Is It Possible to Predict the Next New York Times Bestseller?

Expert publishing blog opinions are solely those of the blogger and not necessarily endorsed by DBW.

data, code, algorithm, publishers, bestsellers, new york times, booksThe upcoming book The Bestseller Code is getting a great deal of buzz, forcing many of us to ask the question, Can one genuinely predict what kind of book will become a New York Times bestseller (typically considered the most prestigious bestseller list)?

The promise of a formula for predicting a bestseller is getting many in the publishing industry and those who write about books excited, or at least curious. Several journalists contacted me for an opinion about the book because of my background in pub-tech and reader analytics. Thus, I became interested in reading it, and St. Martin’s Press was kind enough to provide me with an advance reader copy.
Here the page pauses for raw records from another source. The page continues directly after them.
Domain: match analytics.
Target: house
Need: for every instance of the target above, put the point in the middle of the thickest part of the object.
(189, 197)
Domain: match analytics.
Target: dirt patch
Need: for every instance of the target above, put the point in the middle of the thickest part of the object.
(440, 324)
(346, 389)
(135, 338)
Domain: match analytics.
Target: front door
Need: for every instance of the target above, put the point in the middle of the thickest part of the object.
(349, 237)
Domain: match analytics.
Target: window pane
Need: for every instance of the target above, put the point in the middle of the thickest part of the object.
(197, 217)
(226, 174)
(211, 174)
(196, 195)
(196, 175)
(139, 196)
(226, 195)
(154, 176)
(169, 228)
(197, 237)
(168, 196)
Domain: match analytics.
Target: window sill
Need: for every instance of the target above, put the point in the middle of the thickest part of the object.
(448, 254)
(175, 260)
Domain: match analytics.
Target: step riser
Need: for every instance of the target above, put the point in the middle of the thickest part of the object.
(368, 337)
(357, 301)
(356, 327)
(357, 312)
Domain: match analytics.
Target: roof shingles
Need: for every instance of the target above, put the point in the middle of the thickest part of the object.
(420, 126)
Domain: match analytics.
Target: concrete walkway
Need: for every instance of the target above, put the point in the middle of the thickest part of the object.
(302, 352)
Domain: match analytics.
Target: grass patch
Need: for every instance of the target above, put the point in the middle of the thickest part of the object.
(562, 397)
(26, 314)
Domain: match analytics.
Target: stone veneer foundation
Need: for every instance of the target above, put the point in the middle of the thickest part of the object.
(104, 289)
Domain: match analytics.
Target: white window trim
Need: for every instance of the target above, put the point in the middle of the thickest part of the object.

First of all, this is a delightful book to read. I would recommend it as both an entertaining and educational read for anybody interested in the business of books. This is not a magisterial work, like Merchants of Culture by John Thompson, but a book written for the mass market with plenty of anecdotes and examples that readers and authors can relate to.

The “code” is based on some of the latest advances in machine learning as applied to literature, but the authors attempt to simplify the computer science behind the book. There is no mention of “big data” or artificial intelligence—just plain and simple descriptions of what the “black box” does, with references for interested readers to find out more about its inner workings.
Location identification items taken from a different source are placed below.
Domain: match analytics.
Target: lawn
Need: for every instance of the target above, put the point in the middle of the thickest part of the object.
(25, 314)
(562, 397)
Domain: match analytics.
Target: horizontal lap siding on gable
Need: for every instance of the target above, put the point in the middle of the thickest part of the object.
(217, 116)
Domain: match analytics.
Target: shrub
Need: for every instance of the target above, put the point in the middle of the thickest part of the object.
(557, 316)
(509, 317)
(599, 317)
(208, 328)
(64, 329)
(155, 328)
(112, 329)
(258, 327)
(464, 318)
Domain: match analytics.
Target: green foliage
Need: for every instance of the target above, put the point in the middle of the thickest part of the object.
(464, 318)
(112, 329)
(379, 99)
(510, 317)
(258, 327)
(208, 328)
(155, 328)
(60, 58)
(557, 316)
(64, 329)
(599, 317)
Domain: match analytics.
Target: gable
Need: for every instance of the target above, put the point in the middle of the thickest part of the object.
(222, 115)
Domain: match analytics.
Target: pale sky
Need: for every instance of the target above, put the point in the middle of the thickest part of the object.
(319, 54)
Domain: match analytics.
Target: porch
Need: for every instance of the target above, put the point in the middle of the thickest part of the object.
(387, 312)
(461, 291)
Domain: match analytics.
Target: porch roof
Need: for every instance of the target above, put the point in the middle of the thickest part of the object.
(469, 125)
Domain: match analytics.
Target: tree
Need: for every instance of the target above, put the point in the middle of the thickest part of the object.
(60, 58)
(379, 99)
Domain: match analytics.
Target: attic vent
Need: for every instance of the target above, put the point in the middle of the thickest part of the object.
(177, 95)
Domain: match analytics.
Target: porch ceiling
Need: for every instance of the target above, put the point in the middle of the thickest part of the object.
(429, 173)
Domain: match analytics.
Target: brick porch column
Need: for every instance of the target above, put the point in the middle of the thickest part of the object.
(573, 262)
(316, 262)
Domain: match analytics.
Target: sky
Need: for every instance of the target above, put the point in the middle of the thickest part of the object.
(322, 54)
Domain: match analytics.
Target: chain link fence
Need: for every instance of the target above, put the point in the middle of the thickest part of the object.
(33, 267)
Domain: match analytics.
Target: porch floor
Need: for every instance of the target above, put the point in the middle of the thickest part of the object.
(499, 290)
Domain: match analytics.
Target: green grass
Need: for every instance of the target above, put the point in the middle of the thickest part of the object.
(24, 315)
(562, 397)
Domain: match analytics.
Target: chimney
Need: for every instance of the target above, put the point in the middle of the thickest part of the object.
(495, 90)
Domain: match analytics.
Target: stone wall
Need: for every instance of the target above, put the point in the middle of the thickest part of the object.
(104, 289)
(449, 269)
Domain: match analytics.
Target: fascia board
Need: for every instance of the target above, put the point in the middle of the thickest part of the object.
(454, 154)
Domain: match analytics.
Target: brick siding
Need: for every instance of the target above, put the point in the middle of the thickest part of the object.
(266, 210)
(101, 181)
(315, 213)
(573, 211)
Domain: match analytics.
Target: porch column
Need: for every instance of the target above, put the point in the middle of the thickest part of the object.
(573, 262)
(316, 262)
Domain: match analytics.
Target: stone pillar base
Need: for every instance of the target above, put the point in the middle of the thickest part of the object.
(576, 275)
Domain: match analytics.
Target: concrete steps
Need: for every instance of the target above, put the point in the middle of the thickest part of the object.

However, there is a statement in the book that is misunderstood by many of those who discussed the book with me, and that is that the algorithm can predict whether a book will be a bestseller with a level of accuracy of 80 percent.

I had a sense when being interviewed that most journalists thought this meant something along the following lines of, “If there are something like 500 New York Times bestsellers this year, then this algorithm can produce a list of 500 titles and 400 of those will indeed turn out to be bestsellers.”

Well, that’s not actually what 80-percent accuracy means. The misunderstanding is in the “can produce a list of 500.”

One needs a bit of statistics knowledge to understand this concept better, and I will first provide (with some statistical elaboration) how the authors describe the 80-percent accuracy remark:

If the algorithm is applied to 50 books that are genuinely bestsellers, then it will recognize that 40 of these (80 percent) are indeed bestsellers, but will classify incorrectly (“falsely”) that 10 of the books (20 percent) are not bestsellers (a “negative” result). Thus, the 10 titles that are missed are what statisticians call the “false negatives.”

The inverse is also true: if the algorithm is applied to 50 books that are known not to be bestsellers, then it will recognize that 40 of these (80 percent) are indeed not bestsellers, but will classify incorrectly (“falsely”) that 10 of the books (20 percent) are, in the opinion of the algorithm, in fact bestsellers (a “positive” result), when in fact they never were bestsellers. Thus, these 10 titles that are incorrectly predicted to be bestsellers are false positives.

Let’s construct a different scenario. Imagine a Barnes & Noble megastore in the American midwest with 200,000 nicely ordered titles on its shelves, including 1,000 titles in a section called “Past and Present New York Times Bestsellers.”

Now a mob of Donald Trump supporters enters the stores and throws all the books on the floor in protest of Trump’s Art of the Deal not being displayed in the bestseller section. They don’t actually take any of the books with them, however, so there are now 200,000 books lying in a jumble on the floor.

A poor B&N staff member is now assigned to put the 1,000 bestsellers back on the shelf, but, being new to the job, he has no idea what makes a bestseller and therefore decides to make use of this magical new algorithm.

The poor worker now tests all 200,000 books against the algorithm (stay with me).

When applied to the 1,000 bestsellers, the algorithm identifies 800 of them correctly as bestsellers, but dismisses 200 as not being bestsellers.

Now it gets interesting. When analyzing the remaining 199,000 books, the algorithm identifies 80 percent—that is, 159,200 books, as not being bestsellers, but it believes (incorrectly) that the rest (20 percent) are. That is a whopping 39,800 books.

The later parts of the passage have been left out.